After years of downplaying the economic viability of renewable energy, “big oil” has finally been overrun by a clean-energy giant. NextEra, a Florida-based utility and clean power producer, had a market capitalization of $138.6 billion at the beginning of this month. They have hundreds of renewable projects built and planned across the entire continental United States, making them the most expansive clean energy producer in the world. The big oil behemoth, ExxonMobile, dipped down to $137.9 billion that same day, representing the first time a renewable energy company had been valued higher than the once-unbeatable oil conglomerates.
Any kid with a Robinhood account could tell you, “well, that is probably just due to market volatility during the pandemic.” To an extent they would be right. Market volatility has gone through the roof since the outbreak of COVID-19. However, this is not an entirely random panic of investors, but rather a strategic long term consideration. The pandemic has driven down demand for fossil fuels, with the world largely pausing its consumption for several weeks and decreasing use in general over the past 8 months as more people are working from home and avoiding travel. This dramatic disturbance to the fossil fuel industry may be the catalyst for its long-awaited downfall.

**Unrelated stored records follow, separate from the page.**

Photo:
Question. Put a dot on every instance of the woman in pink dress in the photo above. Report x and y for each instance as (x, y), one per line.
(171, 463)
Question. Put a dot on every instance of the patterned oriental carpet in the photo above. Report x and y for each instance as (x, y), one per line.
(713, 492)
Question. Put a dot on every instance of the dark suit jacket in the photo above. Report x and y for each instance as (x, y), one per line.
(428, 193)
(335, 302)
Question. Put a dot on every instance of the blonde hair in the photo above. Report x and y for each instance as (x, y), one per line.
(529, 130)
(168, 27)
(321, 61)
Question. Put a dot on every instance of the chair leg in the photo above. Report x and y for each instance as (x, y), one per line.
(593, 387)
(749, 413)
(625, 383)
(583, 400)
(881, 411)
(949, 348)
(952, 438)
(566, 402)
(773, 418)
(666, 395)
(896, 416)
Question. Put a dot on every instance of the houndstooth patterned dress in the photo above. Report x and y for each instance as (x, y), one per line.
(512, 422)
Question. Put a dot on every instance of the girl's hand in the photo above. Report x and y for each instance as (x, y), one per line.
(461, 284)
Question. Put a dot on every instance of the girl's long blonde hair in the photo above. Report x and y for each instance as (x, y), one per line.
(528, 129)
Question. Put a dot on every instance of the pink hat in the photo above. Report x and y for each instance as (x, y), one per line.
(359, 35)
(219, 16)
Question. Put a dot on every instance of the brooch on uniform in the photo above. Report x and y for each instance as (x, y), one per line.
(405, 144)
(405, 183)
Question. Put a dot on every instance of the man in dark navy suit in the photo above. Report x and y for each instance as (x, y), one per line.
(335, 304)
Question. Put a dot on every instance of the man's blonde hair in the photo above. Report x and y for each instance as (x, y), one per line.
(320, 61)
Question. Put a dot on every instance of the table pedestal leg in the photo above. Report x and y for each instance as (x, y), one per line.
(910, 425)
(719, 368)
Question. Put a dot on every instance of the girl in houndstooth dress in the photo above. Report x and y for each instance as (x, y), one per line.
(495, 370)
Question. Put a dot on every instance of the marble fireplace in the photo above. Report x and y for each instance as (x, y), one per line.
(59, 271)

Economists have long predicted its demise, but the industry had so far propped up its dominance with misinformation and lobbying, using its money and power to block meaningful action on climate change and diverting crucial investment from renewable energy R&D. This strategy, like that of the tobacco industry, has always been one of delaying the inevitable rather than fighting for long term viability. Fossil fuels like coal, oil, and natural gas are fixed resources which will eventually fall to the impacts of scarcity, which has already led the industry to search for deposits in increasingly remote places with increasingly dangerous methods. I don’t think you need to be an expert in risk analysis and safety engineering to see that there are better alternatives.
The United States has steadily reduced its reliance on fossil fuels in the past decade. States within the Great Plains, such as Kansas and Iowa, have rapidly increased their wind-based electric production to 40% of their total electricity production, eating away at coal’s dominance and preventing natural gas from gaining a foothold like it has in much of the rest of the country. The next step in the energy transition is to not just replace coal generation with renewables, but cut into the natural gas production once championed as a “transition fuel”.
Since solar and wind have dropped in price, they finally represent projects with both environmental and economic advantages. Their price decrease isn’t slowing down either—while 75% of all planned electricity generation projects are either wind or solar, 85% of all closing plants are coal or natural gas. With this demonstrated tsunami of a trend coming, the fossil fuel industry has no options left. They need to get with the program and build some frickin’ turbines.
Some have dug their head out of the sand and have taken the hint. Shell, Total, Repsol, and others have announced carbon neutrality & reduction targets for the next few decades. They’ve begun to invest in renewable energy infrastructure and R&D, but will need to pivot even more thoroughly in the next few years to have a significant impact. With NextEra leading the way, these transitioning energy giants have a long way to catch up to the competition.
For years there have been people who said that renewable energy was pointless and would never become economically viable, while others said that it needed to be treated with non-economic value in order to avert climate disaster. Both groups have now been proven wrong. Sustainable change in the energy sector is both possible and financially lucrative, meaning a new chapter in the energy transition is upon us. Renewable energy just took the throne and its rule is the only thing that will keep us from destroying our home.